第2話「スタッフとの物語」
- 豊田利晃

- 2021年3月25日
- 読了時間: 2分

『全員切腹』の製作発表がメディアでされて、身が引き締まる思いです。リリース文を作り、役者事務所、ミュージシャンに許可を取り、情報解禁の三日前にメディアに僕からリリース文を送りました。情報解禁日は非常事態宣言があけた22日にしようと、切腹ピストルズ隊長と決めました。どこのメディアも取り上げてくれて、本当に感謝です。でも、ここからです。

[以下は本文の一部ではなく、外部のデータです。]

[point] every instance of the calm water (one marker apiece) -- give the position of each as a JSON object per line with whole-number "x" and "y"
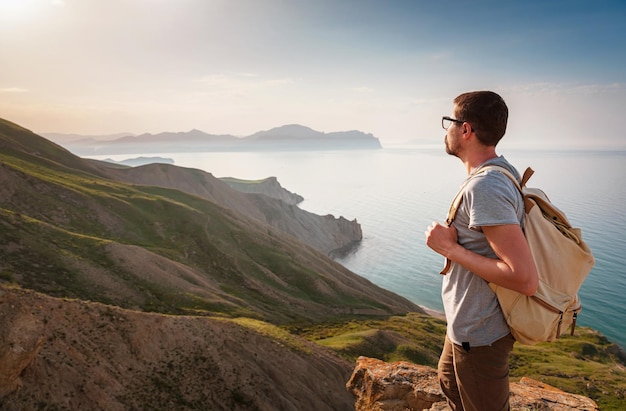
{"x": 395, "y": 193}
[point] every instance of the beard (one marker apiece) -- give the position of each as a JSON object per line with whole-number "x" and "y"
{"x": 451, "y": 148}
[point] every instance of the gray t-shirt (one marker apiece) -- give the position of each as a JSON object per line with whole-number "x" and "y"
{"x": 472, "y": 310}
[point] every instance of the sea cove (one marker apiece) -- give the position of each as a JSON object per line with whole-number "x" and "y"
{"x": 394, "y": 193}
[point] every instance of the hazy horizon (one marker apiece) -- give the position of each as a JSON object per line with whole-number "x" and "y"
{"x": 390, "y": 68}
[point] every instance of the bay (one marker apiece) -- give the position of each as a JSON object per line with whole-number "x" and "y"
{"x": 396, "y": 192}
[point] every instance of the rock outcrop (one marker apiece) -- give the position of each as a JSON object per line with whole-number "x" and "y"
{"x": 400, "y": 386}
{"x": 333, "y": 236}
{"x": 269, "y": 187}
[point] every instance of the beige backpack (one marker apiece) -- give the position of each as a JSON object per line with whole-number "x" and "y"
{"x": 563, "y": 262}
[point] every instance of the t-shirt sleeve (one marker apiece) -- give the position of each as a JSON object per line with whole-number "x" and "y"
{"x": 492, "y": 201}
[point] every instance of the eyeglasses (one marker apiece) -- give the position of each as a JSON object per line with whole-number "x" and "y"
{"x": 446, "y": 122}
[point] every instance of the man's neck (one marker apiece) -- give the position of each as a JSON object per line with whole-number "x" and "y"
{"x": 479, "y": 157}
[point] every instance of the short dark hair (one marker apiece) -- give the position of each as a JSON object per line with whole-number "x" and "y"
{"x": 486, "y": 111}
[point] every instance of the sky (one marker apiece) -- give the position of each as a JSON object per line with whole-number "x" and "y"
{"x": 386, "y": 67}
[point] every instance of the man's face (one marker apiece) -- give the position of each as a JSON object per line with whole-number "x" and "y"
{"x": 453, "y": 136}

衣装は前二作と同じ、宮本まさ江さんにお願いしました。まさ江さんは映画界の衣装の第一人者で、大作から低予算からテレビまで、休むことなく忙しく働いています。大河ドラマ「いだてん」の衣装もやっていました。僕は22歳のときからの付き合いです。『王手』の現場で脚本と助監督をしているときの衣装がまさ江さんでした。あれから30年がたちました。30年間映画界で現役で残っている人は数少ないです。3月22日の発表の夜、祖師ケ谷大蔵の寿司屋でプロデューサーの村岡とまさ江さんと三人で呑みながら、30年も同じ人と映画を作っているんだと思うと特別な気持ちになりました。長い付き合いっていいものです。逢うのは映画を作るときのみ。映画作りは集合と解散の繰り返しです。同じスタッフ、同じキャストが集まることは絶対にありません。どんなスタッフが集まるのかで、映画作りの裏の物語がはじまります。その物語も傑作にしたいといつも考えていて、スタッフに声をかけていきます。